Go to the airport before your trip with your toddler who has never been on a plane. Watch the planes take off, land and taxi. Watch people queuing up for security. Explain that this is what you will be doing. Let your toddler get excited.
Let your child help pack his/her own suitcase. Talk about what types of clothes that will be needed—for cold weather or warm, etc.
Let children pull their own carry-on bag. It gives you a separate space to pack your child's change of clothes, snacks, books and toys. The responsibility of carrying or pulling a bag gives your child focus and a sense of importance.
Run them through the airport. Make good use of the time leading up to boarding by helping your child to burn off excess energy, which is endless in toddlers!
- Use the advance online check-in option to print boarding passes and check seats. This can be done 24 hours in advance of the flight. Have any flight notifications, such as delays, sent to your mobile phone.
- Use curbside check-in to unload heavy bags before entering the airport (remember to tip the skycap).
- Do not check your stroller.

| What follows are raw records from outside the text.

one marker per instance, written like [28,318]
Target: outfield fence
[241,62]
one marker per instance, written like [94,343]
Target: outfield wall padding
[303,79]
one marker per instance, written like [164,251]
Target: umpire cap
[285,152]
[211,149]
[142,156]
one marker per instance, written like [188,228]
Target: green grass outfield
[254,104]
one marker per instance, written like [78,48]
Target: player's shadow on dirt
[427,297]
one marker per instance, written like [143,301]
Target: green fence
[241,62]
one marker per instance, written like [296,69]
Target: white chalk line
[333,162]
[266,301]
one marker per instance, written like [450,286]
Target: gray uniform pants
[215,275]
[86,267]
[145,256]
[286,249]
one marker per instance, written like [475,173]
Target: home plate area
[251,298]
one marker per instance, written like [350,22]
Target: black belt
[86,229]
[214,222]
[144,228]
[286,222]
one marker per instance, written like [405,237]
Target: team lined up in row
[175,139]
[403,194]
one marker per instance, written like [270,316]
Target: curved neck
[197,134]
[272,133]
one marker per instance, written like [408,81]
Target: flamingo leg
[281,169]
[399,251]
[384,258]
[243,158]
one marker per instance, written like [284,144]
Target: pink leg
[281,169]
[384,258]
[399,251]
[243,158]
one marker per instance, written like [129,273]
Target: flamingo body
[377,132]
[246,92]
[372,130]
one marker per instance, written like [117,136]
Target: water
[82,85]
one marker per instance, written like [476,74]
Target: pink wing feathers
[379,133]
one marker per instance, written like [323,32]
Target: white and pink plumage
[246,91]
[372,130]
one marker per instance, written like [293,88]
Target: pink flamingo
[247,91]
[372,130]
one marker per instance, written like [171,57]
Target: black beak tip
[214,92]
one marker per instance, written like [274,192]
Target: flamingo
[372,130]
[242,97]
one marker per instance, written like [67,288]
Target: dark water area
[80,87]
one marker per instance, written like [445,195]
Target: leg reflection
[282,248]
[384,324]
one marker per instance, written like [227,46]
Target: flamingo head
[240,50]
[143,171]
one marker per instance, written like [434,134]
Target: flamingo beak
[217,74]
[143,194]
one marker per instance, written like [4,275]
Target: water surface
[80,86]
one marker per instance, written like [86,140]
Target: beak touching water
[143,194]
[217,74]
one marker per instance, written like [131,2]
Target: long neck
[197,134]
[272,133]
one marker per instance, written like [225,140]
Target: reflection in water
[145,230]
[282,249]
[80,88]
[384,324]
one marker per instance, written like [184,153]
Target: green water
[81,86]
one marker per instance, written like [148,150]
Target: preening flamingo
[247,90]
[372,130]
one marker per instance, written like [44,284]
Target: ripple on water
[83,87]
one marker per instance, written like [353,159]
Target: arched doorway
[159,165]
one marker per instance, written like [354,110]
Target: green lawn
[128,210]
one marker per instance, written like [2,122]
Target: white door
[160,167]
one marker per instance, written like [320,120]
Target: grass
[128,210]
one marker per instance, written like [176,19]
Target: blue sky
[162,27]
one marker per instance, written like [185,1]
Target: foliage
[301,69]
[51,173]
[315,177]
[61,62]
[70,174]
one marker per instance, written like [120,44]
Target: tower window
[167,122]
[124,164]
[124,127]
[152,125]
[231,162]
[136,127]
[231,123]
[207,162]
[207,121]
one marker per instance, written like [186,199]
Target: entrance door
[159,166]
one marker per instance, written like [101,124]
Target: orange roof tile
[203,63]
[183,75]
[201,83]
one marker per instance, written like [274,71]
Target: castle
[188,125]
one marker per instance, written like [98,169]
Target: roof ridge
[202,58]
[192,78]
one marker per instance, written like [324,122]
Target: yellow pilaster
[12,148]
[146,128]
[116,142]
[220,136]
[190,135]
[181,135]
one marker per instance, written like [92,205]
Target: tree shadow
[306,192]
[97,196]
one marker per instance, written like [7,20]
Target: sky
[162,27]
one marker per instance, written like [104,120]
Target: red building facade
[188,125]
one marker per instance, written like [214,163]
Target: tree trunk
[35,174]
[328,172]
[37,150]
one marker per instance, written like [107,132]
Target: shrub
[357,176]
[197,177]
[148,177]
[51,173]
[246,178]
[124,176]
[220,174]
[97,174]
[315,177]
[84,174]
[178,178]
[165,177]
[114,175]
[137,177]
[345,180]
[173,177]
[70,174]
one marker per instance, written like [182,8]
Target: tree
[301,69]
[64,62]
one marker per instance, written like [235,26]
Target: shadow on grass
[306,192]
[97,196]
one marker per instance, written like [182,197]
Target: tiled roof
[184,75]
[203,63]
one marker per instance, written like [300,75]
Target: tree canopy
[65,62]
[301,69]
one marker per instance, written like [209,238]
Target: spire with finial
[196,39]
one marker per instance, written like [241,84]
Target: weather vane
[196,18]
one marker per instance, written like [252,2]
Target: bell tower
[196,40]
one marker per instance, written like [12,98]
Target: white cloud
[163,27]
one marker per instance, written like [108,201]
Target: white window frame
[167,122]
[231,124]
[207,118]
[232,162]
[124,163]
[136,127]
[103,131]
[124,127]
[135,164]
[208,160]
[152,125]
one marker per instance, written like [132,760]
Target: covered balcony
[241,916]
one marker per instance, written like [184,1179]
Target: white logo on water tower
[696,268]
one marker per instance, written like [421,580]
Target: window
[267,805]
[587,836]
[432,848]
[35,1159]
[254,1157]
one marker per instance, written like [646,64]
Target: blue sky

Airports are always bigger than you think. Gate check your stroller when you are boarding the plane. Umbrella strollers are easier to navigate and stow away. “Wearing” your baby in a sling or other carrier will also be easier and less cumbersome then hauling the “plastic baby buckets” through the airport and onto the plane.
- Avoid prime time flights. Try the middle of the week and middle of the morning flights when the plane might not be full.
- Do not take the last flight of the day. Bad weather can cause cancellations and a night at the airport with the kids. Still, I have booked late flights, with the knowledge that the kids would sleep most, if not all of the flight.
- If traveling by yourself and need to catch a connecting flight in a terminal on the far side of the airport, request help in advanced (the golf cart shuttles).
- Most major airports have websites where you can get information in advanced about layouts and services. Try to avoid going through “difficult” airports, such as Los Angeles, Ca. and Newark, N.J.
- If traveling to the east coast, I prefer to have a layover on the west coast, and vice versa. Just long enough to stretch, get a bite to eat, and burn off more of that toddler energy.